7. Comparative assessment, controversies, and current status
The surveyed literature shares several recurring motifs. First, RaQM programs typically treat the wave function as non-fundamental or at least non-self-sufficient: it becomes a credal object, an estimator, a bookkeeping device for relations, or an emergent summary of deeper structure. Second, probabilities are often recast as rational constraints: coherence of desirable gambles, Cramér–Rao efficiency, conditional amplitudes between facts, or admissibility under rationally defined bases. Third, measurement is typically reconstrued as update or interaction rather than as primitive collapse. These commonalities are real, but they do not eliminate the deep divergence between agent-relative, semantic, relational, and hidden-variable versions of the program.
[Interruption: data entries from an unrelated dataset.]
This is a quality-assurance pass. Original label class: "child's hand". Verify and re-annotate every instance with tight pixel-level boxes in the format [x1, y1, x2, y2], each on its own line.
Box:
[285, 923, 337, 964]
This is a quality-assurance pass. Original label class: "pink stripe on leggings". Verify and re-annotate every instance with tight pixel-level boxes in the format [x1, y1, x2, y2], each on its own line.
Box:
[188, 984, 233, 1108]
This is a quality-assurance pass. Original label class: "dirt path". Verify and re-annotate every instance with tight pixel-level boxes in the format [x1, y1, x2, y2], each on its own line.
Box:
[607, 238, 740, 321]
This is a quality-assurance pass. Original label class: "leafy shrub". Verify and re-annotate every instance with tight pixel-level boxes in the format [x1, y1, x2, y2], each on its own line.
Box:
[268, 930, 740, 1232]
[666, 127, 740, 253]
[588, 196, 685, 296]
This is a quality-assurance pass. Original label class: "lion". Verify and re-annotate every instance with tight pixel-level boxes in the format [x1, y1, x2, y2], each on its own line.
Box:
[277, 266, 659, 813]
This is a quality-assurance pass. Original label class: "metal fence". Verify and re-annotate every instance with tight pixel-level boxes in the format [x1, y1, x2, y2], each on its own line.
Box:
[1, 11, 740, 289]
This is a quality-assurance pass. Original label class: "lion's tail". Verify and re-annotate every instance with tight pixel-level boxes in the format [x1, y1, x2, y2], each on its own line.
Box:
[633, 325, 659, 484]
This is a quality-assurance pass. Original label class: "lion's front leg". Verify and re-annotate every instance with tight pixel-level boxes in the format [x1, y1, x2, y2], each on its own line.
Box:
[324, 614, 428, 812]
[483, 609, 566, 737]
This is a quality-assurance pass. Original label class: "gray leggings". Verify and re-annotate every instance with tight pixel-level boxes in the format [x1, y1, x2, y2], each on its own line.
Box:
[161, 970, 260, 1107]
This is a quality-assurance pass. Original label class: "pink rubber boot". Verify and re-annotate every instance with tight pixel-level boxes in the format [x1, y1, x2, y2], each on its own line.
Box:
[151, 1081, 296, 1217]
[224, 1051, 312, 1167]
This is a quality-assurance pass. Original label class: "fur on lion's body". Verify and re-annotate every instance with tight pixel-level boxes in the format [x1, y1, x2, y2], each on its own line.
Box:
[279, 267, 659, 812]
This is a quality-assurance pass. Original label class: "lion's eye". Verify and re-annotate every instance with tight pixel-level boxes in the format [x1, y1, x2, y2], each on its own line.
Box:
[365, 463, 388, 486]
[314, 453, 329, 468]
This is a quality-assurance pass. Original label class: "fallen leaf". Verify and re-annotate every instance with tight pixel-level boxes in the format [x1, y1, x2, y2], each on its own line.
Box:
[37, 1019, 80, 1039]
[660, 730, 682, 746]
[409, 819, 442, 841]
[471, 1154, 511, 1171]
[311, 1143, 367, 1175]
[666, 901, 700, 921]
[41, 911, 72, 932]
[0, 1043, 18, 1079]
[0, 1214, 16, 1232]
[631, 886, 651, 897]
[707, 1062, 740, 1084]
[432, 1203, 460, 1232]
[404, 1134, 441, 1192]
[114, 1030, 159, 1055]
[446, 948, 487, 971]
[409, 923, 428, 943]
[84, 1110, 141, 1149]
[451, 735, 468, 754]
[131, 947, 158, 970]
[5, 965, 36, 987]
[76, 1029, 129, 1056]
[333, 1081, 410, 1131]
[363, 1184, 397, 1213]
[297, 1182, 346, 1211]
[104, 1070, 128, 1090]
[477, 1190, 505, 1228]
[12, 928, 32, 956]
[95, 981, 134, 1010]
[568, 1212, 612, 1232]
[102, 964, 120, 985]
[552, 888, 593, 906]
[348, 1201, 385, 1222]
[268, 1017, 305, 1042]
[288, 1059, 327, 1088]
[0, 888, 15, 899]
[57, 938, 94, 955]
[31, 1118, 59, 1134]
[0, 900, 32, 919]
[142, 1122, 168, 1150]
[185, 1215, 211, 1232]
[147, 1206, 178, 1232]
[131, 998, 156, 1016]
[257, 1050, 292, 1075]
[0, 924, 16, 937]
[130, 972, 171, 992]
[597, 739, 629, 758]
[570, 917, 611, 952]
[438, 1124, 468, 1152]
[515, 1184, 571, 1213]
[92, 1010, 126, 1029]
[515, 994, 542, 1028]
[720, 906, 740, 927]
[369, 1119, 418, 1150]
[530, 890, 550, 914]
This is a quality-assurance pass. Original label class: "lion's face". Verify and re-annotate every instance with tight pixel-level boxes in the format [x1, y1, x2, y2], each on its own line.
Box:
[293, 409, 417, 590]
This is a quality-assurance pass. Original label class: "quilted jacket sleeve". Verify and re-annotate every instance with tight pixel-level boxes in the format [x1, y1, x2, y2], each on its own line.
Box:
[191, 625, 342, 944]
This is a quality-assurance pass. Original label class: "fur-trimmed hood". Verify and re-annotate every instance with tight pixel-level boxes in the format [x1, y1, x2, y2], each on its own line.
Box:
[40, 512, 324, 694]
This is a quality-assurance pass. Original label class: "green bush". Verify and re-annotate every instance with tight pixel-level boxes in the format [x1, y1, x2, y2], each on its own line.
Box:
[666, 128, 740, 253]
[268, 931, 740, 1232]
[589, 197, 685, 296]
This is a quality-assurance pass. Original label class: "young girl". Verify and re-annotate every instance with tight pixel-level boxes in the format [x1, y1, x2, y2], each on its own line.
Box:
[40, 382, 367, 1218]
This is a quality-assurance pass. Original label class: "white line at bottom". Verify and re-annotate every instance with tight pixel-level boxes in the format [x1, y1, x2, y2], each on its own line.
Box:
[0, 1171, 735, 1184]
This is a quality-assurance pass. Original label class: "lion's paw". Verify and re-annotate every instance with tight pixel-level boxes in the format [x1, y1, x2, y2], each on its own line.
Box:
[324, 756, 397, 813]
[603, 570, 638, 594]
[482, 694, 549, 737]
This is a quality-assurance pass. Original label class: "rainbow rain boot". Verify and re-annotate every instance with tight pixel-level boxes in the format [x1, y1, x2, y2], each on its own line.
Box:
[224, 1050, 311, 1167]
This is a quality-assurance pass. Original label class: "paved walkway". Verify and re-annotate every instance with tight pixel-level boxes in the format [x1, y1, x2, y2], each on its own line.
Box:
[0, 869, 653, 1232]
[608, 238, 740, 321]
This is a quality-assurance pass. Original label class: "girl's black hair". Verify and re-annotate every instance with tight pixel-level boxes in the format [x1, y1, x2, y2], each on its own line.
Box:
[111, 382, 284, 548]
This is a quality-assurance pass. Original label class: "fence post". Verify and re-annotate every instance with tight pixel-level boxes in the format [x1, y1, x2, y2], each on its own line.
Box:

The tensions are correspondingly sharp. Some RaQM formulations are explicitly non-ontic about the wave function and emphasize epistemic or normative structure (Budiyono, 2020); others are explicitly ontological and deterministic (Palmer, 21 Jan 2026). Some inherit the continuum Hilbert-space formalism and reinterpret it; others reject the continuum as unphysical (Palmer, 18 Feb 2026). Some reconstruct standard quantum mechanics from rationality constraints on Hermitian matrices (Benavoli et al., 2016); others propose alternative state spaces, graph grammars, or path ontologies (Martin-Dussaud et al., 2022, Tesse, 4 Feb 2026). This suggests that agreement on the word “rational” does not imply agreement on semantics, ontology, or mathematical architecture.
Several papers are also explicit about incompleteness. The Carnapian reconstruction program argues only that RaQM is possible in principle; it does not claim that such a reconstruction already exists (Toader, 2024). Fact-nets are presented as a program rather than a completed theory, with open questions including infinite fact-sets, time and causality, Wigner’s friend, nonlocality, entropy and information-theoretic structure, general POVMs, and category-theoretic refinement (Martin-Dussaud et al., 2022). Even in adjacent probabilistic reconstructions, the role of complex numbers remains a live issue: the QBist analysis of real-vector-space quantum theory finds that the elegant SIC-based Born-rule rewriting of complex quantum mechanics largely disappears in the real case, where the optimal informationally complete reference devices are asymmetric and the resulting formula is “genuinely ugly.” A plausible implication is that, for at least some rationalist reconstructions, the complex field is not merely convenient notation but part of the structural specialness of ordinary quantum theory (Fuchs et al., 2022).
Taken together, these works portray Rational Quantum Mechanics as a broad reconstructionist domain rather than a single doctrine. Its unifying question is not whether quantum mechanics is true, but what sort of rational structure makes it intelligible: formal-inferential, Bayesian, epistemic, relational, arithmetic, or ontological. The answer remains unsettled, and that unsettledness is itself a defining feature of the contemporary RaQM literature.